Last Tuesday night, despite the cold, wind and snow swirling around outside; the Calapari dining room was basking warm with all of the TYPO3 enthusiasts enjoying yet another delicious dinner provided by the Crap Sogn Goin staff. During dinner I had the opportunity sit and chat with Karsen, Robert Lemke and Andi; three developers at the core of FLOW3 and TYPO3 5.0.
First up, a preview of TYPO3 5.0 should be demonstrated by Karsen and Robert this coming September at T3CON09 in Frankfurt. This is being made possible as it’s felt that FLOW3 itself is pretty stable. However, the core API will be enhanced as further real world needs come about.
Inside of FLOW3 are very practical and useful design patterns.
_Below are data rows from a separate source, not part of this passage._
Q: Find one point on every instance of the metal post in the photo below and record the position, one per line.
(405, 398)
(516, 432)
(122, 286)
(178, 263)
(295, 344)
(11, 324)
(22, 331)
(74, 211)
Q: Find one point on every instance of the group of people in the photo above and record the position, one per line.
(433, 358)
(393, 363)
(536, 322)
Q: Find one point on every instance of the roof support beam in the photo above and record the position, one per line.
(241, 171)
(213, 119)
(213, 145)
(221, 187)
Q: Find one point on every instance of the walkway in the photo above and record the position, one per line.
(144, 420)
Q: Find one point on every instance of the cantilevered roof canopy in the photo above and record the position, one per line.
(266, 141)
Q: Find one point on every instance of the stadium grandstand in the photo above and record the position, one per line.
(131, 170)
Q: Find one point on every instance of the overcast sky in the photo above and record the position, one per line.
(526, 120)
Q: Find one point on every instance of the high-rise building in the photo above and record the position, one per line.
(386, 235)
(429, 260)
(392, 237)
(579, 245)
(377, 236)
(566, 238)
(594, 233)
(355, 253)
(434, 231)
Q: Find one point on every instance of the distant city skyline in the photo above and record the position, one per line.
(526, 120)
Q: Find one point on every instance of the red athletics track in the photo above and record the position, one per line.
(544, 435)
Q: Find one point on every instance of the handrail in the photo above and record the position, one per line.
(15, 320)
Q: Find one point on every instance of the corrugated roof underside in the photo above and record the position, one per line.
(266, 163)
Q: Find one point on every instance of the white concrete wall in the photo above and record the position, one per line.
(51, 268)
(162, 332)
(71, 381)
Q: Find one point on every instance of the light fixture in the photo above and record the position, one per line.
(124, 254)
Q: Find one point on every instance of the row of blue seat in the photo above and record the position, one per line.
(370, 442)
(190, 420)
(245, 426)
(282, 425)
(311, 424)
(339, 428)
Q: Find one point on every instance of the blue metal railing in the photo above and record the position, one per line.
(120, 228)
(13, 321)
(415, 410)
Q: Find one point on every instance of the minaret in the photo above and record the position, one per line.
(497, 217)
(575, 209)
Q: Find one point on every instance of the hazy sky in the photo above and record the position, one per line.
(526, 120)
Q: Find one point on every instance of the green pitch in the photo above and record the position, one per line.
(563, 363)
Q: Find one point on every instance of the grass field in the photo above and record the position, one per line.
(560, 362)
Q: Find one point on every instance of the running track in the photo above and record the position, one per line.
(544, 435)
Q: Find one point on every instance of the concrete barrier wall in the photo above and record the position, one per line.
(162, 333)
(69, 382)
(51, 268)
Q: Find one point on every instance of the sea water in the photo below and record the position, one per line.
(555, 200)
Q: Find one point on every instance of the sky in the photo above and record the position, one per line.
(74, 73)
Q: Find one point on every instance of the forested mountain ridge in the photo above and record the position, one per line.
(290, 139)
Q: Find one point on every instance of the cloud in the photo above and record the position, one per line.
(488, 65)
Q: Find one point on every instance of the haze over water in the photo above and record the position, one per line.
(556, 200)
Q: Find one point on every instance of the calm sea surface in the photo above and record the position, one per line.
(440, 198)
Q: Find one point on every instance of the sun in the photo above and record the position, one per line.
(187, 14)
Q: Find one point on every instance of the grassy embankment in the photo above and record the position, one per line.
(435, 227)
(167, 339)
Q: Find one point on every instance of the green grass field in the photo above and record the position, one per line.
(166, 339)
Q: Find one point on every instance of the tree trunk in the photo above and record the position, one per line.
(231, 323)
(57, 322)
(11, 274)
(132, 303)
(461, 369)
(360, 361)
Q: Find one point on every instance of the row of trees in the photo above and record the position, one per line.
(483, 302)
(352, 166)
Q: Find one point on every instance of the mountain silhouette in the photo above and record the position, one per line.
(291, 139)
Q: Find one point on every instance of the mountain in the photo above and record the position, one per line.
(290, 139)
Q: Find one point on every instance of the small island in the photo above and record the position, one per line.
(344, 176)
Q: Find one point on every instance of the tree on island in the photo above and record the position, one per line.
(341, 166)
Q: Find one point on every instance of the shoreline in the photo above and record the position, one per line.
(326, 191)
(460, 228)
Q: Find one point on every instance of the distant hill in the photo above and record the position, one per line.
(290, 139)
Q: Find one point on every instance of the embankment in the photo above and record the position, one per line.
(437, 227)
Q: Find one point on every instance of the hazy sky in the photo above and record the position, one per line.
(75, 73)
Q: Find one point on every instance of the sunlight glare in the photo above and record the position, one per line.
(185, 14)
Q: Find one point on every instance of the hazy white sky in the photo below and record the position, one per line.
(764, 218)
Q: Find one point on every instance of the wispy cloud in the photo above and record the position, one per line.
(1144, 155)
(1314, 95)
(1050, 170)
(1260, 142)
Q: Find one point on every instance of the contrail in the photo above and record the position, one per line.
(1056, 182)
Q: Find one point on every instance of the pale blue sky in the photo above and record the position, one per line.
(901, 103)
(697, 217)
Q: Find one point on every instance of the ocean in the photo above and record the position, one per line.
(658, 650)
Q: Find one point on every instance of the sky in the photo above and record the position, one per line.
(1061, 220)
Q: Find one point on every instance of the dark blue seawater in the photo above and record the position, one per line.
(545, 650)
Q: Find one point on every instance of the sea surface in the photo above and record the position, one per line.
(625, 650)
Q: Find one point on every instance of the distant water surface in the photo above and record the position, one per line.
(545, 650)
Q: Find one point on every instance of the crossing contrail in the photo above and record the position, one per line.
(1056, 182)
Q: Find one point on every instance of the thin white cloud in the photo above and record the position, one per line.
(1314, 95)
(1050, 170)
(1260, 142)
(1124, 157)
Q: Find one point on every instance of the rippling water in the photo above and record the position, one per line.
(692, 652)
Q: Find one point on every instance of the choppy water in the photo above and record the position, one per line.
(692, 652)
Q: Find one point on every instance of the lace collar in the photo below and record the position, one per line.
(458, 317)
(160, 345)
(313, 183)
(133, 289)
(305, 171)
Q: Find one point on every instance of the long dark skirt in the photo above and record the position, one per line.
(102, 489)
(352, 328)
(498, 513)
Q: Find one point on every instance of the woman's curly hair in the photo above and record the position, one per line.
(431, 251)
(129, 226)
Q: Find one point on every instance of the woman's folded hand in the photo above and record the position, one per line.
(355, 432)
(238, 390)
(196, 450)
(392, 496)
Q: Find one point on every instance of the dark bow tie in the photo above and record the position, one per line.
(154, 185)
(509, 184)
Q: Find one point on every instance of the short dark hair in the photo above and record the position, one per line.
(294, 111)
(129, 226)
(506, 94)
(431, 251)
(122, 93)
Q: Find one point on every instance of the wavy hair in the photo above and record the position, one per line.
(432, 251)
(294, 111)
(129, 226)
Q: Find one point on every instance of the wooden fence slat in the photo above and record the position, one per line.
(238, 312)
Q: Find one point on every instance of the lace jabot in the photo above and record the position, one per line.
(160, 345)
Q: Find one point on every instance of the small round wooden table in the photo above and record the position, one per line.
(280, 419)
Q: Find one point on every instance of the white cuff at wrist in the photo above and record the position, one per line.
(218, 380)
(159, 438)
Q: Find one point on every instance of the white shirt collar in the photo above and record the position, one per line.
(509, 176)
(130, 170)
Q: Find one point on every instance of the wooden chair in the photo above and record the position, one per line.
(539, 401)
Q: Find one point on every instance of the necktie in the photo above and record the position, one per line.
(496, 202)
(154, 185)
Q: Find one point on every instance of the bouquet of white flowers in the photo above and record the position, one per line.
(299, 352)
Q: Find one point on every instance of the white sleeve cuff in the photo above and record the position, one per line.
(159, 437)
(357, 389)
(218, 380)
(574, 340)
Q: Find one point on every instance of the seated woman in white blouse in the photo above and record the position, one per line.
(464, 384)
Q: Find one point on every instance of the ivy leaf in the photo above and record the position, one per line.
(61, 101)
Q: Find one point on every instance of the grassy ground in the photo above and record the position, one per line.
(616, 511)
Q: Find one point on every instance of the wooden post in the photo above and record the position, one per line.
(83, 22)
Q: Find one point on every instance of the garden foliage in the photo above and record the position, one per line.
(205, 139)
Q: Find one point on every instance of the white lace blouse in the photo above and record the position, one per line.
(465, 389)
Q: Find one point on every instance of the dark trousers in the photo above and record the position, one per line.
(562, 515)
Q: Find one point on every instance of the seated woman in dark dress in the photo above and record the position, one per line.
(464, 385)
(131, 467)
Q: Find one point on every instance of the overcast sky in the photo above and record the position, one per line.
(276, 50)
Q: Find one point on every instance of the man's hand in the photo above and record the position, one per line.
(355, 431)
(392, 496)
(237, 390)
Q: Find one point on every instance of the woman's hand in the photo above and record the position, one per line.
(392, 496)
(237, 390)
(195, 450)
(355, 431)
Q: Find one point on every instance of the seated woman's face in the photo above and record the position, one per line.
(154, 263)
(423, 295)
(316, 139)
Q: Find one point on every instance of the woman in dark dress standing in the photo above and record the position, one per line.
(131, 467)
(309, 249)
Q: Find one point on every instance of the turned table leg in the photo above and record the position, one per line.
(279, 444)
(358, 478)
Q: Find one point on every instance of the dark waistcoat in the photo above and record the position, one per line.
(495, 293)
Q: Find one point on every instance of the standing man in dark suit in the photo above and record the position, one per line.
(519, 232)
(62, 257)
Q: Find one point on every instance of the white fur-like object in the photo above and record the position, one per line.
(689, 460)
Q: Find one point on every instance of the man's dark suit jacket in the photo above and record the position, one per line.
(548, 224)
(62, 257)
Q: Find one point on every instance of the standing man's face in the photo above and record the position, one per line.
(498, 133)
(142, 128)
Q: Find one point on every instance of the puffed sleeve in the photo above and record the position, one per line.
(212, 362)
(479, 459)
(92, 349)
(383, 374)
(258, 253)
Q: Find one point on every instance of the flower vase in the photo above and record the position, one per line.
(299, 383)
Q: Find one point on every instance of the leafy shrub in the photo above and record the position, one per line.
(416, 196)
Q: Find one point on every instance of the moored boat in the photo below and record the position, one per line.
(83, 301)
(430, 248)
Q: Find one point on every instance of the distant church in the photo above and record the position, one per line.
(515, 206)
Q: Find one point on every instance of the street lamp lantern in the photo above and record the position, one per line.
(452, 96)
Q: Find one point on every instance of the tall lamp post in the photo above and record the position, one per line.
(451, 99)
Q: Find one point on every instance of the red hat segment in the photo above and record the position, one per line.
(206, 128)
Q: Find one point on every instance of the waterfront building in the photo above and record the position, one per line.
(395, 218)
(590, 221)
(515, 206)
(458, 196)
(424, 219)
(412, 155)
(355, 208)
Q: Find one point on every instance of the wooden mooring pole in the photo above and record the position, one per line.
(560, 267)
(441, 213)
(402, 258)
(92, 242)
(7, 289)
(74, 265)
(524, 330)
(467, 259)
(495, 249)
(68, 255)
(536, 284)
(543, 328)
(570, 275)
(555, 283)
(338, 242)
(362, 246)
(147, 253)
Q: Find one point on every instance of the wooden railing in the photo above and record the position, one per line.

Design patterns, are the theories of software development created for making efficient software. Even better, FLOW3 utilizes enterprise design patterns, design patterns created in the past 10 years to handle the complex, global reaching and scalable software in use today.
The design patterns used aren’t picked just because they sound cool, but because quite a bit of thought, practice, research and validation went into only including the design patterns really needed. Through this practice of only using what’s truly needed and valuable to building an enterprise framework coupled with bi-monthly refactoring, reducing and profiling helps keep the FLOW3 code base size itself quite small. Hence, how 60,000 lines of code becomes 35,000.
FLOW3 Enterprise Design Pattern Highlights
- MVC – Model-View-Controller
- Front Controller
- Template View
- Transform View
- Two-Step Views
- Domain Model
From some quick Googling, it appears that FLOW3 is the only PHP framework taking full advantage of enterprise design patterns. Therefore FLOW3 truly is the next-generation PHP framework being made available now that surpasses current PHP frameworks like CakePHP, Solar and Symphony.
After dinner on Wednesday, Robert Lemke gave a presentation on creating packages for FLOW3. Packages are the current TYPO3 extension equivalents. The typical "Hello World" and a simple blogging package were amazingly created with a minimal amount of coding through the use of Fluid for Eclipse.
In seeing the ease, quickness and security provided by following FLOW3 development conventions for creating new packages, I’m truly impressed at the capabilities that FLOW3 is bringing the TYPO3 community. As such, I’m no longer hesitant to push forward with creating applications using FLOW3 for our clients.